Филитл. А что он имел в виду, этот лаконец? Евтрапел. Чтобы застолье не было пьяным, но и чтоб унылым тоже не мало.
Филитл. Как так?
Евтрапел. Есть люди, которые любят выпить обильно, есть — которые умеренно, а находятся и такие, что вовсе не пьют (таков, по рассказам, был Ромул). Если наливать только тому, кто требует, никто не пьет по принуждению, а вместе с тем вполне довольны и главные выпивалы. И все за столом веселы. А если запас вина невелик и его делят на равные доли, — тем, кто пьет мало, будет довольно, а кто собирался хлебнуть побольше, тот легко примиряется с воздержностью, оттого что всем досталось поровну и ворчать никто не вправе. Этим примером, если вы не против, я и воспользуюсь. Мы желаем, чтобы наше застолье было говорливое и озорное, но не хмельное.
Филитл. Но что же тогда пил Ромул?
Евтрапел. То же, что собаки, Филитл.
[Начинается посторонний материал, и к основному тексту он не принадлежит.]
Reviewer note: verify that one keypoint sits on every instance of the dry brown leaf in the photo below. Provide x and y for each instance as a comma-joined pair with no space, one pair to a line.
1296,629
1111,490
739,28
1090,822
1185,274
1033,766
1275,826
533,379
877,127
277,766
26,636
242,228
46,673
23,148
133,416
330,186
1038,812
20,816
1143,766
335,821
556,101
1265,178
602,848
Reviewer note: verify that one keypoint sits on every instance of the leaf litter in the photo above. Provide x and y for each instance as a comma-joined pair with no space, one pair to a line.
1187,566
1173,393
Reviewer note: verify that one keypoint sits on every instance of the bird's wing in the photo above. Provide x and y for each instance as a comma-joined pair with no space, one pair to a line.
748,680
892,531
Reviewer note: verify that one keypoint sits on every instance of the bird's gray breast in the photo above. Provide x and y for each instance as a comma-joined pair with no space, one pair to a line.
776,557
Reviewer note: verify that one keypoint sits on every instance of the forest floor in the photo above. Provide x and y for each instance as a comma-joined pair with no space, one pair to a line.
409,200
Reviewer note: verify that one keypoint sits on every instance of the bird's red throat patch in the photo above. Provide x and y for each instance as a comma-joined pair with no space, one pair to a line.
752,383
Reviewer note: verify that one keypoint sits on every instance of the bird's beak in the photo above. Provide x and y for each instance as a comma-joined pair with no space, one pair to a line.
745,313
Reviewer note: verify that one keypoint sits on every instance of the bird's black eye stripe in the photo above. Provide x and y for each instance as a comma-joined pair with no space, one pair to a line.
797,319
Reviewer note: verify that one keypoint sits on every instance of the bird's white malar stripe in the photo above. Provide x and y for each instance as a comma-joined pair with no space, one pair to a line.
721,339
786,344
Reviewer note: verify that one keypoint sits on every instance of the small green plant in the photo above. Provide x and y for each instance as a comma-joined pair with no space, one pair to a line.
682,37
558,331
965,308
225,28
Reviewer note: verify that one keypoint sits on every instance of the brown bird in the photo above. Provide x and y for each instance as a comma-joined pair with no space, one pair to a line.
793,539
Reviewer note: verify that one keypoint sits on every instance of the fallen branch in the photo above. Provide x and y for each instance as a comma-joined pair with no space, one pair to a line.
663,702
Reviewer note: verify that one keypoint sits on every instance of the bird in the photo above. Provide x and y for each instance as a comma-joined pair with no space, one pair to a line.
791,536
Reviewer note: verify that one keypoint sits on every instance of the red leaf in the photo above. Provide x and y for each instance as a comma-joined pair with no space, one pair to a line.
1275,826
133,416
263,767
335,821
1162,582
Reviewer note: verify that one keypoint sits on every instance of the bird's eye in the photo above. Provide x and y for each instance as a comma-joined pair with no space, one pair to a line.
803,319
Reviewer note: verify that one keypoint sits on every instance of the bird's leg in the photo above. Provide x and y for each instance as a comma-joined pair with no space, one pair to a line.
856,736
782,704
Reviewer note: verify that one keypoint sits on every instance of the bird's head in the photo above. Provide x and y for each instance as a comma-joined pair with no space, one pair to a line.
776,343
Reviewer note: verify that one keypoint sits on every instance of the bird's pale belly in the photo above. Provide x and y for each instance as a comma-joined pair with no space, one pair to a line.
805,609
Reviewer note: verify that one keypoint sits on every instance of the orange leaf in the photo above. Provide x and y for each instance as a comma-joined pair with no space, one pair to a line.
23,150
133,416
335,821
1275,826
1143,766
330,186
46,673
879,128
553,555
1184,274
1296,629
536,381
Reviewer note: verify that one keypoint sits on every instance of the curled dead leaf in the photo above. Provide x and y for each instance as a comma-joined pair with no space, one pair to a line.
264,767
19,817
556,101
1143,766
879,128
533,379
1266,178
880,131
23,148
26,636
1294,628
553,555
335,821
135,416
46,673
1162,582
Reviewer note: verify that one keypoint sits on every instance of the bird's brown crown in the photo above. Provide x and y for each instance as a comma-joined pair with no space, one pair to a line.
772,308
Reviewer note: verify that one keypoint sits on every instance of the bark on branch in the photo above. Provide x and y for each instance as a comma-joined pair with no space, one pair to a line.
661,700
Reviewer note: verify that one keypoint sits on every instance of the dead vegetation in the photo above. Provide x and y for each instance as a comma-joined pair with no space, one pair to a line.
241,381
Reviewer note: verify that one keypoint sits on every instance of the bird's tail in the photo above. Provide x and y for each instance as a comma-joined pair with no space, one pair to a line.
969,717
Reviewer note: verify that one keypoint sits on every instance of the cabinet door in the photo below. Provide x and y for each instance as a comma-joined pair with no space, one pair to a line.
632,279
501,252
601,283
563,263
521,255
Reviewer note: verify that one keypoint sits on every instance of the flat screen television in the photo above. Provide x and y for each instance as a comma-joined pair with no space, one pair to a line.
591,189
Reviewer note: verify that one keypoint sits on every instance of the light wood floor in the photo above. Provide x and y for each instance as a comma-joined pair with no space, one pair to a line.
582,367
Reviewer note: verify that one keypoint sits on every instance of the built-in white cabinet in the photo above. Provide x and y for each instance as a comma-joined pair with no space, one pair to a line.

Но это недостойно царя!
Евтрапел. Ничуть не более, чем дышать одним воздухом с собаками. Разница лишь в одном: царь не пьет ту же воду, что собака, а воздух, который выдохнул царь, вдыхает собака, и наоборот — который выдохнула собака, вдыхает царь. Громче была бы слава великого Александра, если бы он пил наравне с собаками. Для того, кто постоянно печется о многих тысячах, нет ничего хуже пьянства. А что Ромул был трезвенник, показывает остроумная его апофтегма[309]; Кто-то, видя, что он не пьет за столом, заметил: «Дешевое было бы вино, если бы все пили, как ты». — «Напротив, — возразил Ромул, — оно было бы очень дорогое, если бы все пили так, как пью я, потому что я пью столько, сколько мне хочется».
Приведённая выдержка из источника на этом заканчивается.